Kemerovo
- Conservation status: FAO (2007): not at risk; DAD-IS (2026): unknown ;
- Other names: Russian: Keмepoвcкaя; Kemerovskaya;
- Country of origin: Russian Federation

Traits

= Kemerovo pig =

Russian breed of pig

The Kemerovo (Keмepoвcкaя, Kemerovskaya) is a Russian breed of general-purpose pig. It was bred in Kemerovo Oblast in south-western Siberia in the Soviet era and was recognised as a breed in 1961. It derives from cross-breeding of boars of various British pig breeds with local Siberian sows.

== History ==

The Kemerovo was bred in the mid-twentieth century in Kemerovo Oblast in south-western Siberia, which at that time was in the Soviet Union. It originated from cross-breeding of local Siberian sows with boars of various British pig breeds, principally of the Berkshire and Large White, but also to some extent of the Large Black. There was some subsequent admixture of other Siberian breeds, among them the North Siberian and the Siberian Black Pied.
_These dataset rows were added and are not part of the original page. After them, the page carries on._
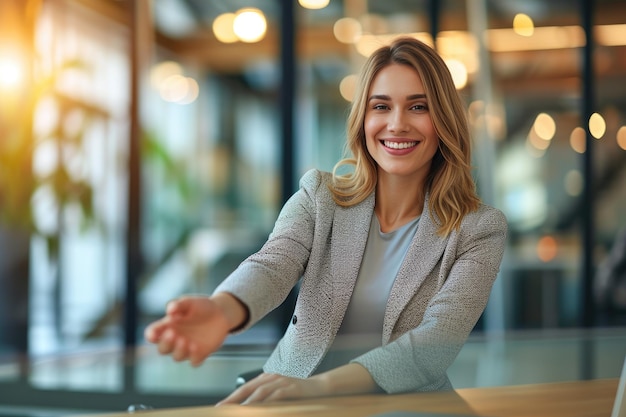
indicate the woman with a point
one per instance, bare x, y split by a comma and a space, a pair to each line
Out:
401, 248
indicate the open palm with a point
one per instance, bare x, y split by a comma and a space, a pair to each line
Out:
192, 329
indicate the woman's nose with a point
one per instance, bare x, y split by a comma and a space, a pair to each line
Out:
397, 122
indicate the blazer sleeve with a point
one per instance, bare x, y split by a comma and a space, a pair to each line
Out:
418, 359
263, 280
It received official recognition as a breed in 1961.

There were some 133000 of the pigs in 1960, but by the 1980s the number had fallen to about 53000. Apart from Kemerovo, they were at that time distributed in the Chita, Omsk and Sakhalin Oblasts and in Krasnoyarsk Krai in the Russian Soviet Federative Socialist Republic, in the Kustanai Oblast of the Kazakh Soviet Socialist Republic and in the Tuvan Autonomous Soviet Socialist Republic.

In the twenty-first century its conservation status is uncertain: it was listed by the Food and Agriculture Organization of the United Nations as "not at risk" in 2007, but no population data has been reported to DAD-IS since 2003 – when there were 127000 – and in 2026 its conservation status was listed there as "unknown".

== Characteristics ==

The Kemerovo is a large pig: at three years old, sows weigh on average 240 kg and measure about 160 cm in length, while boars weigh an average of 326 kg and are about 180 cm long.

The coat is black, usually with white markings to the legs, face and tail, occasionally with some white elsewhere on the body. It is thick and helps to protect the animals against the rigid conditions of Siberia – to which they are well adapted.